A menina polonesa que descobriu o Brasil – parte 2
A pequena Sophia Stempka viveu dois anos no lugar conhecido como Colônia Itajahy e Príncipe D. Pedro (futura Brusque). Entendeu que sua narrativa, escrita com carinho nessa nova pátria era especial. Aprendeu a amar o Brasil, sentimento que não brotou fácil. As dificuldades enfrentadas por seus pais e demais famílias dos primeiros imigrantes poloneses, apresentaram um exercício diário de paciência. Fosse derrubando árvores, preparando-as para serem transformadas em madeiras com as quais construiriam seus ranchos. Fosse, já no terreno limpo, dando início às pequenas plantações de subsistência e de sobrevivência.
O que Sophia não poderia imaginar é que acabaria participando de uma bela História. Em setembro de 1871 ela transmigrou com seus pais Domin e Karolina, de Brusque para Curitiba. Não há registro de seu nome por um longo tempo. Portanto, outros períodos de sua vida são desconhecidos. Porém há o registro de seu casamento com Bertholdo Adam, nascido na Prússia e emigrado para o Brasil. Ele chegou a Curitiba a 15 de maio de 1881. O casamento com Sophia aconteceu a 2 de setembro de 1884, na “Capella de Sta, Anna no núcleo Abranches”, em Curitiba. Ela tinha 20 anos de idade. No registro consta que Sophia ”nasceu em Biata, perto de Czestochovia em Polonia e foi batizada na Igreja parochial com o mesmo nome. Assina: o Capellão Cura Fr. Xavier Gurowski”. (arquivo da Igreja do Abranches/Curitiba).

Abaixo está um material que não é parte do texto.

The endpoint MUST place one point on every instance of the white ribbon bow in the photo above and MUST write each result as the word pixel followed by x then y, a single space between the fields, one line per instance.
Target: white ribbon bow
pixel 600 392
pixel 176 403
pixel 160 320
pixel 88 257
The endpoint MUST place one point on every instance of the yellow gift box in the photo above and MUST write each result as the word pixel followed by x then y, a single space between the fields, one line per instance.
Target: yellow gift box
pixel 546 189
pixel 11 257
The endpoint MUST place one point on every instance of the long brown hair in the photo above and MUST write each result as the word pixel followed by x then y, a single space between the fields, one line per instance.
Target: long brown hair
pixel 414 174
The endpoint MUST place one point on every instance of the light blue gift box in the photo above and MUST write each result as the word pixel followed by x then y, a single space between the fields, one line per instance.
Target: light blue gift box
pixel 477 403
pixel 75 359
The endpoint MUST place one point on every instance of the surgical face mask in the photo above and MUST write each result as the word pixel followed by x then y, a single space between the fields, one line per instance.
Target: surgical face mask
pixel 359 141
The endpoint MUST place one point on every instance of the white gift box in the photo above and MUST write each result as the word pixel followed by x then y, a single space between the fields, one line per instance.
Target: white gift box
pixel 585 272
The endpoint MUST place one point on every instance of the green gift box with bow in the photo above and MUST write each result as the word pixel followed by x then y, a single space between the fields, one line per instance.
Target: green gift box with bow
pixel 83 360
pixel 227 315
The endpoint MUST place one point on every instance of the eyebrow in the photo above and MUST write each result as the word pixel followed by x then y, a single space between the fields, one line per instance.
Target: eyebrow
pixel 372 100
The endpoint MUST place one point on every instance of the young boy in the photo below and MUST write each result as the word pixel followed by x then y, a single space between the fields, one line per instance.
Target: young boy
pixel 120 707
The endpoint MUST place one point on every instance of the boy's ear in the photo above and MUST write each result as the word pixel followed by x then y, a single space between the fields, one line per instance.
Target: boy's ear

Bertholdo e Sophia tiveram 11 filhos, entre eles Wally Herline Adam. Wally casou-se com Tarquínio Marcondes de França e tiveram quatro filhos, entre os quais Maria de Lourdes de França, a qual casou-se com Antonio Gouveia Freire. O casal Maria de Lourdes e Antonio teve Walcleci do Rocio França Freire, unida em matrimônio com Alberto Henrique Wedderhoff. Do relacionamento nasceram Ana Laura, Ana Carine, Ana Carolina e Alberto Henrique Jr.
Com Ana Laura Freire Wedderhoff – tataraneta de Sophia Stempka -, nosso imigrante Domin materializou-se de forma a preencher uma lacuna no conturbado relato de historiadores e pesquisadores a respeito desse capítulo importante na chegada dos primeiros poloneses imigrantes, vindos da região de Opole para territórios catarinense (agosto de 1869) e, depois, paranaense (setembro de 1871).
Meu contato com Ana Laura foi através de Aloisius Carlos Lauth, responsável pelo blog ‘Sixteen Lots território polonês em 1869’, através do qual ela enviou mensagem perguntando sobre familiares em questão, pois havia lido que o pai de sua tataravó constava na relação do livro de minha autoria: A imigração Polonesa nas Colônias Itajahy e Príncipe Dom Pedro (1984).
A divulgação teve o sabor de Victoria – nome do navio que fez a travessia pelo Oceano Atlântico desde o porto de Hamburgo, na Alemanha, até o porto de Itajaí. O navio, que estava mais para um veleiro, transportou homens, mulheres e crianças, como Sophia e seus pais. Os imigrantes vieram para cá e ajudaram a escrever páginas de dedicação, empreendedorismo, histórias de superação, de sacrifício e de afeto. Não sem terem sentido, com certeza, inúmeras saudades do local ao qual jamais voltariam: Polônia!
Uma constante busca por suas raízes completou a vida de Ana Laura, tão envolvida em resgatar a genealogia da família. Assim, ‘Sophia: a menina polonesa que descobriu o Brasil’ serviu de marco inicial para esse interessante relato. Sophia Stempka Adam está sepultada no Cemitério Municipal de Curitiba. Faleceu aos 92 anos.